Pattaya’s Sawang Boriboon Foundation dug up graveyard internees without families to clean bones and prepare them for a Buddhist cremation ceremony.
Sawang Boriboon members and volunteers met March 24 at the foundation’s old graveyard in Naklua to pay respect to the dead and clear room for new bodies.
The ceremony included believers bowing before the corpses and praying to spirits. It also gave some who didn’t realize they had family in the graveyard an opportunity to properly bury their relatives.
Volunteers dig up graves to prepare the remains for cleansing and cremation.
In all, 141 bodies were exhumed, comprised of 74 males, 51 females, and 15 children. Just under 50,000 baht in donations also were collected.
The grave-cleaning ceremony originated from China and spread to Thailand. Legend purports that China had suffered flooding followed by an epidemic, leading to villagers falling ill and dying.
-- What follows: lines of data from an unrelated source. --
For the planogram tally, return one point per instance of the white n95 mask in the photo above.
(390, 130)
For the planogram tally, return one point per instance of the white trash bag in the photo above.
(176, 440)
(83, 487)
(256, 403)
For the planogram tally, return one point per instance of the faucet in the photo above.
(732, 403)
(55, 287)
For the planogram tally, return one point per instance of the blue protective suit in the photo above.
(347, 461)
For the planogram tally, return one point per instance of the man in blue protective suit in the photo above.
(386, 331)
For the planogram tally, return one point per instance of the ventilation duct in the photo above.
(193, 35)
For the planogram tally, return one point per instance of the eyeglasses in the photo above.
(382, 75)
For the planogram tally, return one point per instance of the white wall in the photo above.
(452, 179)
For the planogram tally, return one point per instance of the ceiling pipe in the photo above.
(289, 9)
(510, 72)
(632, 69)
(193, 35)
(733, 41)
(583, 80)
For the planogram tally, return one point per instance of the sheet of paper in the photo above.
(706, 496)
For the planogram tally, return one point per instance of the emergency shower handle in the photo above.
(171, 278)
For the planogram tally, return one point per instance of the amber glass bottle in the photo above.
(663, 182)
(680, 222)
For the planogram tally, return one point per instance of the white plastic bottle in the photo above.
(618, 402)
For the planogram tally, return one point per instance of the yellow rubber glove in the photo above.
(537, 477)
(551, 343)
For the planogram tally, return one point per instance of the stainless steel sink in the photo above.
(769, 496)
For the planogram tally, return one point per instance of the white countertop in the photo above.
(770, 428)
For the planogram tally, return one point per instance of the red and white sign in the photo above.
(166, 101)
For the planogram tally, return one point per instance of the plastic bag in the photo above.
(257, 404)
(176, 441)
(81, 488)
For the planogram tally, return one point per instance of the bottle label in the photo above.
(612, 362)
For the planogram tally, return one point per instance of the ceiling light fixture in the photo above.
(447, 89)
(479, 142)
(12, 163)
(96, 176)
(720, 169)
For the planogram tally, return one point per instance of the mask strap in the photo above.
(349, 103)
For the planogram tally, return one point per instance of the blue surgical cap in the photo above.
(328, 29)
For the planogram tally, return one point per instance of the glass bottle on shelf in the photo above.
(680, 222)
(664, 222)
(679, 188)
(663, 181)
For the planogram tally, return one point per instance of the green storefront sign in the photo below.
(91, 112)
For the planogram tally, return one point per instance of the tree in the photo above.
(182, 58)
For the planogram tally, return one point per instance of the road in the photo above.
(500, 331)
However, there was one monk, Taihongkong, who did not abhor the dead bodies and elicited living relatives to search for dead bodies to perform funeral rites sending their souls at peace. This act was spread far and wide, thus, it was passed on to the following generation, who considered this act as a beautiful act of humanity becoming what is known today as grave cleaning for corpses without relatives.
During grave cleaning, attendees must not under any circumstances comment to its smell and must not spit; these prohibitions have been passed on till today.